Testimony begins on Trapeang Thma

Testimony begins on Trapeang Thma

As the Khmer Rouge tribunal resumed yesterday, a former mobile unit member was the first to testify about the Trapeang Thma dam’s bloody past and how the forced labour he endured at the worksite continues to haunt him today.

Civil party Sen Sophon was a rice farmer in a Kandal province cooperative when he was transferred in mid-1977 to join a mobile unit at the Northwest Zone’s Trapeang Thma dam worksite – the third and final worksite to be examined in the current Case 002/02 against senior leaders Khieu Samphan and Nuon Chea.

The dam, which was built by thousands of workers, is alleged to have been a site of extensive abuses.

“We started work at 4am in the morning . . . and if we didn’t wake up, we would be whipped,” he said.

“I had to carry three cubic metres of earth every day, and if I didn’t complete the quota, I wouldn’t be allowed to eat, and [would] have to continue working until 10pm.
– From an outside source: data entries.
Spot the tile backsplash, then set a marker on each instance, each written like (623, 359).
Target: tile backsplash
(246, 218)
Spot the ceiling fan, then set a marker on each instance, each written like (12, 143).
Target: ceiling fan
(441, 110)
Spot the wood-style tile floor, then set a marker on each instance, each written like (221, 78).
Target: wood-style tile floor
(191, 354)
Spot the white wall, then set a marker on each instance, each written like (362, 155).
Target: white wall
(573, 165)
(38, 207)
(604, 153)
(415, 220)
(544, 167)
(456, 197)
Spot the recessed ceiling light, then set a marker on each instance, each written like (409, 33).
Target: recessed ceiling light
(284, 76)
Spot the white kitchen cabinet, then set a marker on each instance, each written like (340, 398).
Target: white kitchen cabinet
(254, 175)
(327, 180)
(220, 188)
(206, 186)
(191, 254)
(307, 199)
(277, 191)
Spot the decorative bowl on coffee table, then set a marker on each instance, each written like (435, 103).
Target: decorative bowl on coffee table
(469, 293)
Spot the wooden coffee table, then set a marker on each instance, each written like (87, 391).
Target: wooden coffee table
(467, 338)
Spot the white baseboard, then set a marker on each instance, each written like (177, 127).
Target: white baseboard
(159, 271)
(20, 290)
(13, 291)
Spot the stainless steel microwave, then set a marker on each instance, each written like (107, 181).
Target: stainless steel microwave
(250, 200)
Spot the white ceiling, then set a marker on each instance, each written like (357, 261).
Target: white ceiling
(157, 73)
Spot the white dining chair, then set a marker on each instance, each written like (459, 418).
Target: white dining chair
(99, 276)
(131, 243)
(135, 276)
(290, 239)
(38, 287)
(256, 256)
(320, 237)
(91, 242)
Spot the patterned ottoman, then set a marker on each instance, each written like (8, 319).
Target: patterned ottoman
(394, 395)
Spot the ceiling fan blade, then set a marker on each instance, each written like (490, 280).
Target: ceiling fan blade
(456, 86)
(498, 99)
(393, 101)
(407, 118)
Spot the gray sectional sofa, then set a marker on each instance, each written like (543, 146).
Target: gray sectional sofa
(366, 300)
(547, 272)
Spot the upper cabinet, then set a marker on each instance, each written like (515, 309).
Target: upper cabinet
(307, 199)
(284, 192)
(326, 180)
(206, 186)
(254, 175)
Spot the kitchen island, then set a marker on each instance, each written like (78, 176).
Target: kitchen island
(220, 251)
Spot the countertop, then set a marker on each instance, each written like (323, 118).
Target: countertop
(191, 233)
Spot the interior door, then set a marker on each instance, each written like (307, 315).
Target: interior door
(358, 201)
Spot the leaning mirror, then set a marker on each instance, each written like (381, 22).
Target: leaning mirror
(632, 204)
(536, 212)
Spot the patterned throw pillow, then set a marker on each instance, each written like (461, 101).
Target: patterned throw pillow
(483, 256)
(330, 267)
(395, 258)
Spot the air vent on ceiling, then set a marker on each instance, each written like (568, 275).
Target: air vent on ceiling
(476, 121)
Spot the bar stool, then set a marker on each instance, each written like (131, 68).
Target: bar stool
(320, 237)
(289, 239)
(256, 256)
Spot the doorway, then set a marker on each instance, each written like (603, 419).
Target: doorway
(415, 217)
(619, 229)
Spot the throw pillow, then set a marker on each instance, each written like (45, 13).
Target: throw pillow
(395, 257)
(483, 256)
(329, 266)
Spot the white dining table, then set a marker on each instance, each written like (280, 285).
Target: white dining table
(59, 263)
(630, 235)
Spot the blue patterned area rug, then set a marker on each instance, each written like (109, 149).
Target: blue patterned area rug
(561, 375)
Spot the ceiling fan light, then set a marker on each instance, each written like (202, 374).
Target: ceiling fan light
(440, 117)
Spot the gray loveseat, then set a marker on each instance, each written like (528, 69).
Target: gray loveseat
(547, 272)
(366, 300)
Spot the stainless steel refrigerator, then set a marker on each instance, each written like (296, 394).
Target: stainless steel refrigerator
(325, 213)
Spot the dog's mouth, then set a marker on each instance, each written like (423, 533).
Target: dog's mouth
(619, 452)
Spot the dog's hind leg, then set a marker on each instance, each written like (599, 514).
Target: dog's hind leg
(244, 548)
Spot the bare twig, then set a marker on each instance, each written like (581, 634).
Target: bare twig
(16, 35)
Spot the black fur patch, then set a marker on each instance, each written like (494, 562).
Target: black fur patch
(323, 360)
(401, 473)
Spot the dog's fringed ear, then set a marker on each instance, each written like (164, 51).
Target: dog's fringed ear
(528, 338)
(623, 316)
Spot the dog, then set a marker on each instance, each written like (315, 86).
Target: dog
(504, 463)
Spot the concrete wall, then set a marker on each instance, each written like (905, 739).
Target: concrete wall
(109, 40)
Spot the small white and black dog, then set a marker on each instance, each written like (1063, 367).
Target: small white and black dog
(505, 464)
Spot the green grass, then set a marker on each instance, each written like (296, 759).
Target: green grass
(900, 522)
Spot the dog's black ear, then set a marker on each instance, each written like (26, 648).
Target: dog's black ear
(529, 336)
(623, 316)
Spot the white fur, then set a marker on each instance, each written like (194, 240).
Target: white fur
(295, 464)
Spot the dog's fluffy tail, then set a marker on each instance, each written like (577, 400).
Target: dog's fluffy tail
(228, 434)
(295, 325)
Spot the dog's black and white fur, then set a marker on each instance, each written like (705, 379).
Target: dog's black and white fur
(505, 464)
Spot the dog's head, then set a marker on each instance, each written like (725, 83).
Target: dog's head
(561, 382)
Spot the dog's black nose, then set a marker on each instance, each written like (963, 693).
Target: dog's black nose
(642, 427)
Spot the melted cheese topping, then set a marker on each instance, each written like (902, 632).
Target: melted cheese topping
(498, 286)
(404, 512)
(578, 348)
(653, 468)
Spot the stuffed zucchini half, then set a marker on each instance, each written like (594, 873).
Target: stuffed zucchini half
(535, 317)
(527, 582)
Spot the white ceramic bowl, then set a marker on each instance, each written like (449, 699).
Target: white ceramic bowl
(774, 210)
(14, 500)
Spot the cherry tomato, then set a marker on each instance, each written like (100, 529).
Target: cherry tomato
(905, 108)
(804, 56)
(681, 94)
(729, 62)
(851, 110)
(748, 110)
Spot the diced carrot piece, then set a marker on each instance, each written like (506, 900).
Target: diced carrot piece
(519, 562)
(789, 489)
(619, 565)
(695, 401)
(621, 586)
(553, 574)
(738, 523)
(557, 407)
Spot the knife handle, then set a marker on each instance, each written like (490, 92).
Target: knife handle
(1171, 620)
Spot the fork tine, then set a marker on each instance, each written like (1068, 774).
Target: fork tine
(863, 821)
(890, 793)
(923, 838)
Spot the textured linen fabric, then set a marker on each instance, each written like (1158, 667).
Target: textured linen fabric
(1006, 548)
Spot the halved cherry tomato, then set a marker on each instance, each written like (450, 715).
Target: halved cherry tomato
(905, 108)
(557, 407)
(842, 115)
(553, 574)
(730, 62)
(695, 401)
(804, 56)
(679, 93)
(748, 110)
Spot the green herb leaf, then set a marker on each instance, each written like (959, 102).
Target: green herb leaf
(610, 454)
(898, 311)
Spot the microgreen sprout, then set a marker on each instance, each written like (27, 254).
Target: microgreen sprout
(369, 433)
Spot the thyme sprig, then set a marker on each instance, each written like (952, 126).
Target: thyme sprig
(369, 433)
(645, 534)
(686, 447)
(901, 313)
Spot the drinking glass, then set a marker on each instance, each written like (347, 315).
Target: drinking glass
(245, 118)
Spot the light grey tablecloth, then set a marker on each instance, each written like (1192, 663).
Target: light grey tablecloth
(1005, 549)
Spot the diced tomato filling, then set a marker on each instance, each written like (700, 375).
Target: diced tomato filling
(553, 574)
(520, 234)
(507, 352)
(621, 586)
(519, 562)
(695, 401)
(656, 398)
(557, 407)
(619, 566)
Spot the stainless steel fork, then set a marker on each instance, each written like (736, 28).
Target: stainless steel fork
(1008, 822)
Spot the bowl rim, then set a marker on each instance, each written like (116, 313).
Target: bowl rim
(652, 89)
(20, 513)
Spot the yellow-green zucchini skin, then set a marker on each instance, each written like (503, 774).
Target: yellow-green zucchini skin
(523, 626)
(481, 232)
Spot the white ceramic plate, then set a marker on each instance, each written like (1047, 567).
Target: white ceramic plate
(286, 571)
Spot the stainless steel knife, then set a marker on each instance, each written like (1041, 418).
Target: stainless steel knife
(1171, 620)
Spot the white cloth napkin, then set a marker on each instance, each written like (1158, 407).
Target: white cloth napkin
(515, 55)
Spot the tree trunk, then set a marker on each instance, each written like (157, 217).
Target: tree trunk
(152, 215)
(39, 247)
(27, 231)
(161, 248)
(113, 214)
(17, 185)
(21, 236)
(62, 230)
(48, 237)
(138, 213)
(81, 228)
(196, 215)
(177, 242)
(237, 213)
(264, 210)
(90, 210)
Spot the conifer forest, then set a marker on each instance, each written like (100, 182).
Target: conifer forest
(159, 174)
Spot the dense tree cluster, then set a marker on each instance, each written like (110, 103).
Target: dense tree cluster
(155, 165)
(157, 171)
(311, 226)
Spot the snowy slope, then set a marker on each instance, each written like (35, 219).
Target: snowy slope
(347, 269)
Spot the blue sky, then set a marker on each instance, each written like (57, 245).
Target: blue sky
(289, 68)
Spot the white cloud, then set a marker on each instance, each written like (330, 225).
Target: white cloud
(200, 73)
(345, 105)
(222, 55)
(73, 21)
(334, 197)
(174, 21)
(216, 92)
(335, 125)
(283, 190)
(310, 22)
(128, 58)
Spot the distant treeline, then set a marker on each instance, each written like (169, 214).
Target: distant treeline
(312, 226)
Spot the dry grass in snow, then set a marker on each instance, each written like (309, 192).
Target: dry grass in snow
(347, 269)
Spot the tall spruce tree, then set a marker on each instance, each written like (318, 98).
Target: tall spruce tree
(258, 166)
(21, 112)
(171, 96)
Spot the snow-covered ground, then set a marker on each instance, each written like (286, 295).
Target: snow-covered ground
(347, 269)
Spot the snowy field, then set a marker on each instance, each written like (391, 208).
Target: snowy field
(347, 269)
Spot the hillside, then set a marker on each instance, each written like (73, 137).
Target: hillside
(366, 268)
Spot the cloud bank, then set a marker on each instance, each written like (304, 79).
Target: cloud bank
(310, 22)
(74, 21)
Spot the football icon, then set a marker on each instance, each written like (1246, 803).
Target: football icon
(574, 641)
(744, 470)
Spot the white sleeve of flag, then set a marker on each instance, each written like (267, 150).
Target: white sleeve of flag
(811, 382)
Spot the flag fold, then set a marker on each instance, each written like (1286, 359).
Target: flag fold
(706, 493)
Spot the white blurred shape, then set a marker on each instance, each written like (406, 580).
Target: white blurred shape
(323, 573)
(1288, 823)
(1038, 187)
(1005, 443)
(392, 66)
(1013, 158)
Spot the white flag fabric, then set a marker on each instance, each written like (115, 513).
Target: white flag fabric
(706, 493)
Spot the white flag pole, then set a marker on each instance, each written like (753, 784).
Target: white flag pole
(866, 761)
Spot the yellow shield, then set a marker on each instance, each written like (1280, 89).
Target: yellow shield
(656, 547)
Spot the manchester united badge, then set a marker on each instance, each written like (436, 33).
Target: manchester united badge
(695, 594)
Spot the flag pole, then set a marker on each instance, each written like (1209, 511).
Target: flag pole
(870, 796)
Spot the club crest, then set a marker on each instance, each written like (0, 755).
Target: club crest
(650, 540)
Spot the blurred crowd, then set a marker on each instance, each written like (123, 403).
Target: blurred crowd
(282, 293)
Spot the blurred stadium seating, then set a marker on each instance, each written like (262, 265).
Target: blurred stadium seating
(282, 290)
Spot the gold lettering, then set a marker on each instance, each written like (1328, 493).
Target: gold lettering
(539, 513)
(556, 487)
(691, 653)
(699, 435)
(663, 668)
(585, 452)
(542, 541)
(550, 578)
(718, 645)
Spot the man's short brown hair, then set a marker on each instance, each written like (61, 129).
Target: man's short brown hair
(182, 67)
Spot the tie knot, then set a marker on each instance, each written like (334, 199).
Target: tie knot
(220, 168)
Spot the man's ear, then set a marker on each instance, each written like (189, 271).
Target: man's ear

Only then I could eat.”

The 16-hour work days, Sophon added, were made more unbearable by a recurring food shortage and a total lack of sanitation, proper living conditions and medical attention for sick workers.

“I had to force myself to wake up every day, even if I didn’t have the energy to work because if I refused to go, I would be accused of being an enemy and I would be taken away and killed.”

Sophon was at the dam site for two months before he was transferred to another worksite.

Before leaving, however, Sophon witnessed the transfer of supervision of the dam’s from Northwest Zone leaders to Southwest Zone ones, specifically to Case 004 suspect Im Chaem.

“They were crueller than the others, and when they replaced the Northwest cadres, more people died.”

Sophon will continue his testimony today.

Testimony began during the afternoon proceedings yesterday after the morning was spent deliberating the Office of the Co-Prosecutors’ Friday disclosure of new evidence on the dam site relating to the Case 004 investigations.